Total equivale a 64% de todos os novos equipamentos que devem ser empregados nas eleições do ano que vem

Mais de 138 mil novas urnas foram entregues para 2024, diz TSE
Foto: Roberto Jayme/TSE

O presidente do Tribunal Superior Eleitoral (TSE), ministro Alexandre de Moraes, disse nesta terça-feira (19), em Brasília, que já foram produzidas e entregues aos tribunais regionais eleitorais do país 138.403 novas urnas eletrônicas a serem usadas nas eleições municipais de 2024.  

Esse total de urnas entregues equivale a 64% de todos os novos equipamentos que devem ser empregados nas eleições do ano que vem, conforme Moraes. O ministro apresentou os dados durante o encerramento do ano judiciário na Justiça Eleitoral.  

Moraes destacou também julgamentos importantes realizados este ano. De acordo com o ministro, tais julgamentos estabeleceram “teses a serem seguidas” sobre como a Justiça Eleitoral deve lidar com determinados assuntos nas eleições do ano que vem.  

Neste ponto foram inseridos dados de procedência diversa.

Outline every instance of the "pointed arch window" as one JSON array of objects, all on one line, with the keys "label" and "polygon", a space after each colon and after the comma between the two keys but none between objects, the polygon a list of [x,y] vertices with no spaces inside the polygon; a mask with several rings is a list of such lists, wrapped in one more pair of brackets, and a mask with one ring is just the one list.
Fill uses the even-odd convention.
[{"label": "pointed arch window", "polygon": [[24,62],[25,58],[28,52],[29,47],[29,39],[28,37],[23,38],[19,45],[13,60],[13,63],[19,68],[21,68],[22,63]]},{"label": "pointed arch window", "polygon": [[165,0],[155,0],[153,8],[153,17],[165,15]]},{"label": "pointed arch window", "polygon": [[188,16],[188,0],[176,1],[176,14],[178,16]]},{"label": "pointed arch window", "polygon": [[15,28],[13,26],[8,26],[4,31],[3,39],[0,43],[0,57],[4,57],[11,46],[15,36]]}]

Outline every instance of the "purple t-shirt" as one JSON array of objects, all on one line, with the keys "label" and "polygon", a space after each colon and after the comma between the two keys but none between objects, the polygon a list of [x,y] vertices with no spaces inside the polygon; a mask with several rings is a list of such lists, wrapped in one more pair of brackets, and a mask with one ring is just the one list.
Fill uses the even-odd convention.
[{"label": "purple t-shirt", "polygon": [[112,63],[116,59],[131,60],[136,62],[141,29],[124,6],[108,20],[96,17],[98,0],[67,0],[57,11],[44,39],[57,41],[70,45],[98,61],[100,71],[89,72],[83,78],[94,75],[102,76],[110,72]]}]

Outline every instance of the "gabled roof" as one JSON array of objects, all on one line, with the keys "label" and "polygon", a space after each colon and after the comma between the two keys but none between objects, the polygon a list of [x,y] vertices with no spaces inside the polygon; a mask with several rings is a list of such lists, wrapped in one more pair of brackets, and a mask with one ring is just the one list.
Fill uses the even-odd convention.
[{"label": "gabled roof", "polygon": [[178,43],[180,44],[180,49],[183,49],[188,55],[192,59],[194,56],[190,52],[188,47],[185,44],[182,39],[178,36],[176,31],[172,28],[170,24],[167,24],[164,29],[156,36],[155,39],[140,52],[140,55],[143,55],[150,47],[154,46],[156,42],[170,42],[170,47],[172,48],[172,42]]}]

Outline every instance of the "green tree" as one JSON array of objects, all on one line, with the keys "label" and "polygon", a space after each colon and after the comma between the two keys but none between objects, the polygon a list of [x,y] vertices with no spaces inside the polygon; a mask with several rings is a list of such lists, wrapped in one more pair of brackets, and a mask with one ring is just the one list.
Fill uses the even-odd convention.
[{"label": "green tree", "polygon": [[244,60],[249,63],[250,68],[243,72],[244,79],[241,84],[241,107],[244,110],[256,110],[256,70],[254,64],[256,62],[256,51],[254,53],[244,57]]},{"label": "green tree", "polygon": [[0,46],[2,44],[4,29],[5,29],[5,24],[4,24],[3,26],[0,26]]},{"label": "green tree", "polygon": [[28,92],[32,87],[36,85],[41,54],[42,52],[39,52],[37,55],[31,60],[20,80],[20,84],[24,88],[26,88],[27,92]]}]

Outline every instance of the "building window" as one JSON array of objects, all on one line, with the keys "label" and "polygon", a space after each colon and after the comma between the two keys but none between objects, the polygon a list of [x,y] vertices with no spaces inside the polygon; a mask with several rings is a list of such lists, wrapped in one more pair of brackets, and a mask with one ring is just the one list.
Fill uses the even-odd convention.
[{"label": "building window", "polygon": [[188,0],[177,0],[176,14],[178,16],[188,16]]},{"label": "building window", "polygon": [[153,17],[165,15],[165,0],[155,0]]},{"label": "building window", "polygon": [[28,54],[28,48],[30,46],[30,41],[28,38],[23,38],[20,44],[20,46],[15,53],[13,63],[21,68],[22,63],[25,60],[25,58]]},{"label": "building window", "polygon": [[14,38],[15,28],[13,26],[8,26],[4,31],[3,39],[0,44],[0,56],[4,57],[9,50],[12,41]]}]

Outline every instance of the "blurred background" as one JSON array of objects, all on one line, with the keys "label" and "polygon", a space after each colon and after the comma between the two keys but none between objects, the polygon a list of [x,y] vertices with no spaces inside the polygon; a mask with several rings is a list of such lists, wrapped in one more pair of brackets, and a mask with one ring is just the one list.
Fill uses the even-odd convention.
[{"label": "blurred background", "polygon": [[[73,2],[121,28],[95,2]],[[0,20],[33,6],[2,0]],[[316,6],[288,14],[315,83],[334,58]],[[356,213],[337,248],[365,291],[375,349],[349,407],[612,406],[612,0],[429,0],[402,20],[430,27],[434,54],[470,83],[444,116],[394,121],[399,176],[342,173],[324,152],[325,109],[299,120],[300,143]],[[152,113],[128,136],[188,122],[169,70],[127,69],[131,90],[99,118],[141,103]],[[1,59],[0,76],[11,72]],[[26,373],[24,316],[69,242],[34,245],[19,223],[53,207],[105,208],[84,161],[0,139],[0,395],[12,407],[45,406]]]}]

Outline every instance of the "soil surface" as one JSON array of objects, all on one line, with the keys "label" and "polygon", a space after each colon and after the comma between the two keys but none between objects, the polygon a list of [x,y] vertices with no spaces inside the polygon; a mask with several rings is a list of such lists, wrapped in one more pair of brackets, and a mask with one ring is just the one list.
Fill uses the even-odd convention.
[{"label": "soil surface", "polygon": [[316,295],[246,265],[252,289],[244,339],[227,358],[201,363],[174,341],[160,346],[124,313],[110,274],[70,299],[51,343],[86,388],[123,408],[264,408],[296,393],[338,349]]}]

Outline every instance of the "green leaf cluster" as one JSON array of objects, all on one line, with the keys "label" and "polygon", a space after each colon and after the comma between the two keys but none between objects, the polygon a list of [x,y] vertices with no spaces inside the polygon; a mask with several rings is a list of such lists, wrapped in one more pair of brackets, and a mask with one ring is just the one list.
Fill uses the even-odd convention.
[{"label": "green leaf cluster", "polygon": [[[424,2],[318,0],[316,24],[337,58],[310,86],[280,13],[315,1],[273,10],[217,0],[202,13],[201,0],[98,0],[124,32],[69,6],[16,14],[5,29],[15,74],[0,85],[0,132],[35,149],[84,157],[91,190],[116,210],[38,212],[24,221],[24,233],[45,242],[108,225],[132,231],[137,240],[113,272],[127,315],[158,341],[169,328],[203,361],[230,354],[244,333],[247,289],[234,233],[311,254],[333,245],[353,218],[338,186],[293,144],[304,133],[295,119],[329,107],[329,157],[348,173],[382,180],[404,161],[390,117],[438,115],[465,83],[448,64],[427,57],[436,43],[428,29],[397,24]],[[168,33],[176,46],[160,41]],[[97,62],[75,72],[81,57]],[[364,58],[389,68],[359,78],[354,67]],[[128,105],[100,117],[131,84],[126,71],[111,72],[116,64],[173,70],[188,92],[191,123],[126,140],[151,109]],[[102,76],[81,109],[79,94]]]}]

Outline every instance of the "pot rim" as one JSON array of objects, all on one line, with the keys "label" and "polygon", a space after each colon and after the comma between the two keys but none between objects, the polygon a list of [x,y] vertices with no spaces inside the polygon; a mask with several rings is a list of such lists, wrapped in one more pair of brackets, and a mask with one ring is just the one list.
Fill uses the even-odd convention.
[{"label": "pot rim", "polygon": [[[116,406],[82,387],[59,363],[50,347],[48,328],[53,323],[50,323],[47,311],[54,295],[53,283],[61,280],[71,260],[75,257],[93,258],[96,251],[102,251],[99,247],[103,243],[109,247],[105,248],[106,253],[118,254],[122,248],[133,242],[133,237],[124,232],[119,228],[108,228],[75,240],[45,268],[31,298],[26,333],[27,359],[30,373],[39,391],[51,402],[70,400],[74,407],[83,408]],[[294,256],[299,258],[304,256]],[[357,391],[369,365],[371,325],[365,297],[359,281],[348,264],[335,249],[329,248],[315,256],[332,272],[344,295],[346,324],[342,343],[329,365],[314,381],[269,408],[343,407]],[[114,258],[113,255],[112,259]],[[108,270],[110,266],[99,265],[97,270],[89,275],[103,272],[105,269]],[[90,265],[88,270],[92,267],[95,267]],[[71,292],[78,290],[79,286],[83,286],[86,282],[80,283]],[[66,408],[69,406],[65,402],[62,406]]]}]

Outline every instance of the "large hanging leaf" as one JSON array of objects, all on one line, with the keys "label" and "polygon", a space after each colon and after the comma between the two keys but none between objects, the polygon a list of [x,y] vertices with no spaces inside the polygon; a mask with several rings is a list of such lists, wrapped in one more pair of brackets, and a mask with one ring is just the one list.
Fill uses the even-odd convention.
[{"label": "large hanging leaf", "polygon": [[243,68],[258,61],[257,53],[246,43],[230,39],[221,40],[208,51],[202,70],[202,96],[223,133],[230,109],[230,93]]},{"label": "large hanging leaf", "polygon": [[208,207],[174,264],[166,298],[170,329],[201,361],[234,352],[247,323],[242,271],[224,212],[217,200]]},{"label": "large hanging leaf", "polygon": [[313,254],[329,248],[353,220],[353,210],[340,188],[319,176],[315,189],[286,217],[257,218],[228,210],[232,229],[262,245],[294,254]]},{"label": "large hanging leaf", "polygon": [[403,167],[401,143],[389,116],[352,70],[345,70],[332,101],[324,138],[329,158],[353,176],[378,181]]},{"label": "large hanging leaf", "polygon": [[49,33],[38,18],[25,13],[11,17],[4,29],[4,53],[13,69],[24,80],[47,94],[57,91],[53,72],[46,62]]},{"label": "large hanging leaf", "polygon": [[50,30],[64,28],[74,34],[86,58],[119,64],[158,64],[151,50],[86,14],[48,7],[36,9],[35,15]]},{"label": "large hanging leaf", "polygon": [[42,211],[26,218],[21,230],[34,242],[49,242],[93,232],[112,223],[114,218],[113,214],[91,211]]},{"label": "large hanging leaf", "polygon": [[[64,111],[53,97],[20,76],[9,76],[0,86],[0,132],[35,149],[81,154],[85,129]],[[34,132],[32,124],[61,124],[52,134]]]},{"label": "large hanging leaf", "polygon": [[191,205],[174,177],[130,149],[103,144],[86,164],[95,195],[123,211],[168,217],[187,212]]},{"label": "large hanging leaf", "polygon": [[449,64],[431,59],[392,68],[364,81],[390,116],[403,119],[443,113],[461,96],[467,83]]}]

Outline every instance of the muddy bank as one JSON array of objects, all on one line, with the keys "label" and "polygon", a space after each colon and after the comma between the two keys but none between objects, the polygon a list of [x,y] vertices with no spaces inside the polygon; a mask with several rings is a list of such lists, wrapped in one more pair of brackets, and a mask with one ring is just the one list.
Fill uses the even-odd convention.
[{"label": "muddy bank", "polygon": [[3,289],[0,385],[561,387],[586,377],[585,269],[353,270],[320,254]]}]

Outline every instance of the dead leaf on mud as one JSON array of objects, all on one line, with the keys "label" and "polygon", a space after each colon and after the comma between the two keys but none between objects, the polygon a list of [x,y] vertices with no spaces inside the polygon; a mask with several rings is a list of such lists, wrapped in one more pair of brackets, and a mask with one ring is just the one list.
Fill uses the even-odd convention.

Um dos destaques foi em relação a fraudes na cota de gênero. Ao longo do ano, o TSE (foto) julgou ao menos 60 casos sobre o assunto, estabelecendo critérios rígidos para avaliar campanhas femininas falsas, por exemplo.  

Cota de gênero

Nesses julgamentos, o tribunal criou “balizas necessárias para o exato cumprimento da cota de gênero para que nós possamos – eleição após eleição – garantir uma eleição paritária”, argumentou Moraes

Ele frisou o julgamento em que o TSE determinou critérios para o uso de prédios públicos e símbolos oficiais em lives de cunho eleitoral. O tribunal assentou “quais os limites que serão aceitos pela Justiça Eleitoral, e quais hipóteses que isso gerará sanções para que não haja desequilíbrio nas eleições”.  

Desde o início da presidência de Moraes no TSE, em agosto de 2022, o tribunal julgou 3.498 processos, informou o ministro. Neste ano não eleitoral, foram 1.957 processos em 162 sessões de julgamento, sendo 120 presenciais e 42 virtuais.   

Em 2023, a Justiça Eleitoral devolveu aos cofres públicos R$ 250 milhões previstos em seu orçamento e não utilizados. “A economicidade permitiu que todas as rubricas fossem cumpridas e ainda sobrasse”, concluiu o presidente do TSE.